Nach Angaben des Bundesverbands Unverpackt sank die Zahl der von Mitgliedern betriebenen Läden bundesweit von 393 auf 335. Geschlossen wurden demnach 70 Geschäfte. Aktuell gibt es noch 276 geöffnete Läden. Bis Oktober hatten 39 Händler aufgegeben.
Unverpacktläden: Junge Branche mit vielen Quereinsteigern
„Unsere Branche ist sehr jung. Es gibt viele Idealisten und Quereinsteiger. Da gelingt nicht jede Gründung“, sagt Christine Holzmann, Vorstandsmitglied des Verbands und selbst Betreiberin eines florierenden Unverpacktladens in München.

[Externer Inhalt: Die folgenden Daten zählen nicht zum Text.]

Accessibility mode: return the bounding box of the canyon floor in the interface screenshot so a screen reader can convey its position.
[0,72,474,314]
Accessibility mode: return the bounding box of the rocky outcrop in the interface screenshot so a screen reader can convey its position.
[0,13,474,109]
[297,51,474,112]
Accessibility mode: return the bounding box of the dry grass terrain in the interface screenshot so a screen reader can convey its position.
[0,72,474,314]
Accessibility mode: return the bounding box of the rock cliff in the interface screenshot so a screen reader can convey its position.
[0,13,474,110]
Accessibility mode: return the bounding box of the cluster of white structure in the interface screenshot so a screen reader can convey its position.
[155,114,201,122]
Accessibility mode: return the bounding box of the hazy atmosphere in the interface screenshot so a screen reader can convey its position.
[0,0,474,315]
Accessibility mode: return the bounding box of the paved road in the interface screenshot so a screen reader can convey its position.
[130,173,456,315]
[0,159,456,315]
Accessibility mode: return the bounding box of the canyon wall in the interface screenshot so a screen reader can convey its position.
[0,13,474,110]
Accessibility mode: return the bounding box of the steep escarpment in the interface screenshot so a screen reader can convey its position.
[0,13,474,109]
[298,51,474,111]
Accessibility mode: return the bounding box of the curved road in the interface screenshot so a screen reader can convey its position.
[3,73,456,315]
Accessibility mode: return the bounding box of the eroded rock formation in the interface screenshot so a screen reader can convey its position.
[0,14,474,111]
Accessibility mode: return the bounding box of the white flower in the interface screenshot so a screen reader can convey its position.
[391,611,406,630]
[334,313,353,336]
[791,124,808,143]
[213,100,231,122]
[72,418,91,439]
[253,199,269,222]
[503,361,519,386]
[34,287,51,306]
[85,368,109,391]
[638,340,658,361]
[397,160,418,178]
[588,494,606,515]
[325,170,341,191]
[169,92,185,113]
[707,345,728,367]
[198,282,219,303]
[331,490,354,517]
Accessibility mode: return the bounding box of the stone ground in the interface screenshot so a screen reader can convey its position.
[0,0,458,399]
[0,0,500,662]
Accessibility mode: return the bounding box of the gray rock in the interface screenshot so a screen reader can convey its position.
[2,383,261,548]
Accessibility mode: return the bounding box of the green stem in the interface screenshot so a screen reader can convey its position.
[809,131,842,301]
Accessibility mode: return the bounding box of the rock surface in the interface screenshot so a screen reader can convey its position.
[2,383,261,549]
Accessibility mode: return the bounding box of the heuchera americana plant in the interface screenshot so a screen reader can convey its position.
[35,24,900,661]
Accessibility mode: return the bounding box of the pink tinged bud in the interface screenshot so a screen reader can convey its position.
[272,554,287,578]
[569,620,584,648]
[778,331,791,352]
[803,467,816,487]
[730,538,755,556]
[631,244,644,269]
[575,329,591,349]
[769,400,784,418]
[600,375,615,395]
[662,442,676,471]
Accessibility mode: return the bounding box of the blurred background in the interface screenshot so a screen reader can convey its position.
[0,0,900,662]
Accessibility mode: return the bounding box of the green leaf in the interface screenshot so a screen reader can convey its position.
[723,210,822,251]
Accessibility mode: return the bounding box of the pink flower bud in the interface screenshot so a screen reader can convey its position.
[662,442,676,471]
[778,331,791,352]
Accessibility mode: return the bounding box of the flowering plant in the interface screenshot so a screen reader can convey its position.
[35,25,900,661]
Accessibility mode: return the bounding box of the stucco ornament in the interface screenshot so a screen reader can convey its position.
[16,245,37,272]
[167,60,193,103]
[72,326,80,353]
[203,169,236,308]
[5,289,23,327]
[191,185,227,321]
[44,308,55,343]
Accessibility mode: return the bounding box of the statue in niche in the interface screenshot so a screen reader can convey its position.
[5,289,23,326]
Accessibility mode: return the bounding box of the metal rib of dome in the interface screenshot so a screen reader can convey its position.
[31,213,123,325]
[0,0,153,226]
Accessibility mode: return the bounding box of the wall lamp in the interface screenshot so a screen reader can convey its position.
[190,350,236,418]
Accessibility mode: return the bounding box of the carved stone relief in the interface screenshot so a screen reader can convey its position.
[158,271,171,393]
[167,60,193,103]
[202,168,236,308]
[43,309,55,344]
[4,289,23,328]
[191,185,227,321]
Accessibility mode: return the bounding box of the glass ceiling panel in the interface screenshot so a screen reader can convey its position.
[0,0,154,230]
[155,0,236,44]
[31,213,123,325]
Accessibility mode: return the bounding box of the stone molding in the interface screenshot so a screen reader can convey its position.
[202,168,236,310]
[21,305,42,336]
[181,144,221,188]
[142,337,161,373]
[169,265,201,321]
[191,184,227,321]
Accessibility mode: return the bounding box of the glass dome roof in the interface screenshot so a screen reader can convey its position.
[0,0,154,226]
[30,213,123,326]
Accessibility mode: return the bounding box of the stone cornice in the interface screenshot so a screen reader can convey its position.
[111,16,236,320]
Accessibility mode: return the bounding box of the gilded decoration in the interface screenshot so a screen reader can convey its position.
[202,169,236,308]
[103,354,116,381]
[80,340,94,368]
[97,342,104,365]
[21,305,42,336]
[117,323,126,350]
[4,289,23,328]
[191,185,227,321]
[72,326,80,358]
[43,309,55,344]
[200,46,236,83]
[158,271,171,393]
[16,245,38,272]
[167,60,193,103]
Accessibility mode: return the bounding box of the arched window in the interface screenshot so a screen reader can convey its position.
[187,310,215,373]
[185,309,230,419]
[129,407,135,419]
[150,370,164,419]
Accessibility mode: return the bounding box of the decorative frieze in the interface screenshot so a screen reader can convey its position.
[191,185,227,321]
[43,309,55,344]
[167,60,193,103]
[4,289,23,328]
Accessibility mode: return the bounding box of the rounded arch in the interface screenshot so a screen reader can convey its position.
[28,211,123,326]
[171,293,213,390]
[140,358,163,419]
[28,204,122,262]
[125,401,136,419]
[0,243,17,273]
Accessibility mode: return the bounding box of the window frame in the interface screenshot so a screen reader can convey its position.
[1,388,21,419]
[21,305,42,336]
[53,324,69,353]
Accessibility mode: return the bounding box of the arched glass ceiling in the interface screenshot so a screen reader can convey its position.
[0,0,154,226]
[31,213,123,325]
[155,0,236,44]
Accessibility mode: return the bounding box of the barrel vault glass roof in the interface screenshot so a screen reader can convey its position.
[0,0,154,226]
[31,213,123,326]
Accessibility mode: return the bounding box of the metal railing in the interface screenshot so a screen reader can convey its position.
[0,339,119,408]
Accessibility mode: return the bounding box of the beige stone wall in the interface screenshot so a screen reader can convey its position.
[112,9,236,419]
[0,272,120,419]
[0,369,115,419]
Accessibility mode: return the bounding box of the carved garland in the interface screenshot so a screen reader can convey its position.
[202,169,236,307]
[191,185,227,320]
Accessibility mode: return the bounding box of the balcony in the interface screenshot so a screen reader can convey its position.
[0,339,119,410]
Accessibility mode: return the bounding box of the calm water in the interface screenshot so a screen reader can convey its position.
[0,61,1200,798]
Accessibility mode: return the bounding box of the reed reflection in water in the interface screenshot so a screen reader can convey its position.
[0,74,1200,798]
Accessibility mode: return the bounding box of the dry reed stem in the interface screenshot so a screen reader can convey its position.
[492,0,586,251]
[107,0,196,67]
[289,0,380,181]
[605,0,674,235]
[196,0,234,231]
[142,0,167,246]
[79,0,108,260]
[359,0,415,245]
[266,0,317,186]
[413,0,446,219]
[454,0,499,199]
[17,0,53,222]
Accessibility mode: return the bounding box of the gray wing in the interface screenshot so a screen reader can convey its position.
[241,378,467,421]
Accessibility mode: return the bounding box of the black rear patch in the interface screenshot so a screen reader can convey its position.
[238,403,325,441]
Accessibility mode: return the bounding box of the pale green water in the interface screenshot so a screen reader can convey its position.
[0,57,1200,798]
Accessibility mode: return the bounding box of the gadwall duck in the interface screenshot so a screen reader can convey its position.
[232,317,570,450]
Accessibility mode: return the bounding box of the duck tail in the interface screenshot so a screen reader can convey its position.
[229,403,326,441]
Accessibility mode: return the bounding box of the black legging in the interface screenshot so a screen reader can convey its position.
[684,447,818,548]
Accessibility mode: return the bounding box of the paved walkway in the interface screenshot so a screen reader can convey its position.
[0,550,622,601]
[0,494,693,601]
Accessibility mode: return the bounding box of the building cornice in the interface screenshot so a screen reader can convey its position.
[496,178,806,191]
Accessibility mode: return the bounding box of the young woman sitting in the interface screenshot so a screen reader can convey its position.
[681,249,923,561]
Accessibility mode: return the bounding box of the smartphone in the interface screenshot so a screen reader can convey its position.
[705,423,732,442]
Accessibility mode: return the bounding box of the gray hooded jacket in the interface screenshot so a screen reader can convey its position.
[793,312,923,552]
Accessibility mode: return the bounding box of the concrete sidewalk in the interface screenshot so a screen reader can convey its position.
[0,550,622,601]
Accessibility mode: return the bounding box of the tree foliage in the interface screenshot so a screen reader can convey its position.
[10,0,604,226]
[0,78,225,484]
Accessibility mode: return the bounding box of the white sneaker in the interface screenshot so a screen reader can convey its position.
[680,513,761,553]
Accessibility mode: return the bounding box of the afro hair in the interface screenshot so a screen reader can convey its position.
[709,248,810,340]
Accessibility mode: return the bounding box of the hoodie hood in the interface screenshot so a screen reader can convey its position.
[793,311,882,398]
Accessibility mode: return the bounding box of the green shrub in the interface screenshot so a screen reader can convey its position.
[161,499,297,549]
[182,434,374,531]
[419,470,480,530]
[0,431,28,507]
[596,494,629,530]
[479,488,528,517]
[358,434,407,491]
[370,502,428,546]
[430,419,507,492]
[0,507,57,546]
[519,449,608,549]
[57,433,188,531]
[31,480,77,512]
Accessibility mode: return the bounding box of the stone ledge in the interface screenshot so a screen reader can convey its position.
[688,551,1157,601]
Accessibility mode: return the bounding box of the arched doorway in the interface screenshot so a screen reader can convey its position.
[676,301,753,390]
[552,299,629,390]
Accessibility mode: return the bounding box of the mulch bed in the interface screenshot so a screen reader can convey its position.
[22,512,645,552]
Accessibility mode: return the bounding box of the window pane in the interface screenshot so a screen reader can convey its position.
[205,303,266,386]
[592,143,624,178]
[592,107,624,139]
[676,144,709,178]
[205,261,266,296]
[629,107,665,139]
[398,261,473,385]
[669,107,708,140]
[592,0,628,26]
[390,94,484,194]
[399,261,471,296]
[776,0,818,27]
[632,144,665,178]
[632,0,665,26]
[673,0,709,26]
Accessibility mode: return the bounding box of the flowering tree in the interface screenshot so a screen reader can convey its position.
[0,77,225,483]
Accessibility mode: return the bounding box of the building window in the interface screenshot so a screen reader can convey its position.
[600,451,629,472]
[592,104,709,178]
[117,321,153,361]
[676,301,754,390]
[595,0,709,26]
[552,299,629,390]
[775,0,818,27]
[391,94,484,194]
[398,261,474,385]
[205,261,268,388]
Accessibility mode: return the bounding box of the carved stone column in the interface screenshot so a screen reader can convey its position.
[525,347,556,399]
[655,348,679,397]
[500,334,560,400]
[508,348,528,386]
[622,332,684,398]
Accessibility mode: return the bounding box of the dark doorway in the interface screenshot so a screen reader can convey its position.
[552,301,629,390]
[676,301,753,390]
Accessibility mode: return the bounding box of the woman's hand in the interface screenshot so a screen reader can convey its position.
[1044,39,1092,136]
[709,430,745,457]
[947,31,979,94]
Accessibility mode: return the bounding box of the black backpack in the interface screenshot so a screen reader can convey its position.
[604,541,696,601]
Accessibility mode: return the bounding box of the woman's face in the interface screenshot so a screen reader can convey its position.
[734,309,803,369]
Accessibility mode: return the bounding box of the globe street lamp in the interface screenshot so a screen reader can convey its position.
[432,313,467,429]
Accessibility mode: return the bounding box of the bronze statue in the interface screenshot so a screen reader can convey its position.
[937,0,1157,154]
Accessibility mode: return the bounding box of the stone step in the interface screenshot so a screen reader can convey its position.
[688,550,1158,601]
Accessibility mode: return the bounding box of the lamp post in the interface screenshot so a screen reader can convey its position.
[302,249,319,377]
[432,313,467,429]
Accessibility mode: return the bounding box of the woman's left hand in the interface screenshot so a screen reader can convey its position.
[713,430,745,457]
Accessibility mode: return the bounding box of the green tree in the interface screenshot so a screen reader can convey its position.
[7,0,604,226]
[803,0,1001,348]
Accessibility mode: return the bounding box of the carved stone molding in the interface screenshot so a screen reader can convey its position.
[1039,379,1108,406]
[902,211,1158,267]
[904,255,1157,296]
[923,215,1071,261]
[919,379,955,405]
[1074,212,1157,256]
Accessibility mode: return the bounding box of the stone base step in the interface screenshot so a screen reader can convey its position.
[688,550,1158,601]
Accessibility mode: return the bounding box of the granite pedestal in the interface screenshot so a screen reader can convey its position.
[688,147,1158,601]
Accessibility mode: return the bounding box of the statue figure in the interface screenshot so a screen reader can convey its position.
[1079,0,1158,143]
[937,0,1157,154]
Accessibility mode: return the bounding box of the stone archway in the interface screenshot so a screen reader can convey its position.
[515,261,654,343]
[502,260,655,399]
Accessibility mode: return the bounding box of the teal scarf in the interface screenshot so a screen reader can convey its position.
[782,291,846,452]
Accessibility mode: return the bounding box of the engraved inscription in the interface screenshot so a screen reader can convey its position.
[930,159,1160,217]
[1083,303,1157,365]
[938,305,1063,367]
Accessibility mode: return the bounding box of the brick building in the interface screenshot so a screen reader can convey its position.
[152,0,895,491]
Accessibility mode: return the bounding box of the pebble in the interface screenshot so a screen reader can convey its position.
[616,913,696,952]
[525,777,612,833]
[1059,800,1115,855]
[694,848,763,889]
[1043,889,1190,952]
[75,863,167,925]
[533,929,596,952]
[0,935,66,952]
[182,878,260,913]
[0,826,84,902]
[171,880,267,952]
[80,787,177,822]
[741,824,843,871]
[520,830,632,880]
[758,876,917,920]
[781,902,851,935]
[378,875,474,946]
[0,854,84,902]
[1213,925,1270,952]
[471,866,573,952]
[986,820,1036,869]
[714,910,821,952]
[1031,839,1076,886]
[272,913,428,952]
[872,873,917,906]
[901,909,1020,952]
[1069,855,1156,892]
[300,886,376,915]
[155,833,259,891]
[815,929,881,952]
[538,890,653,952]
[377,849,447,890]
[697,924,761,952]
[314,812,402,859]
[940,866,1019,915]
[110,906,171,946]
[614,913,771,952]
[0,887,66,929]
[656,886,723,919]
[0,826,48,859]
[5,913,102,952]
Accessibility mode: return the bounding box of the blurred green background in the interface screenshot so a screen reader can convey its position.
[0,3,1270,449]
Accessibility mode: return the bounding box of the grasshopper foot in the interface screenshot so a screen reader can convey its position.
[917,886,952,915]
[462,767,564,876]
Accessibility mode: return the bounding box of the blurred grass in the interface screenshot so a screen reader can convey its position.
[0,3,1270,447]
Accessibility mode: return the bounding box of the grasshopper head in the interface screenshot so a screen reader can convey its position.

Umso mehr seien die Läden jetzt auf Rückenwind aus der Bevölkerung angewiesen. „Es ist nicht alles schlecht. Es gibt immer wieder auch Neueröffnungen.“
Maren Schöning und ihre Geschäftspartnerin Peymaneh Nottbohm hoffen, dass sie es mit einem Kraftakt noch einmal schaffen. Für Unterstützer und Unterstützerinnen, die sich an der Crowdfunding-Kampagne beteiligen, haben sie sich unterschiedliche Dankeschön-Präsente ausgedacht: vom Retter-Shirt (35 Euro) über Starterpakete für Haushalt oder Badezimmer (45 Euro) bis zu Getränke-Flatrates und Gutscheinen (bis 500 Euro).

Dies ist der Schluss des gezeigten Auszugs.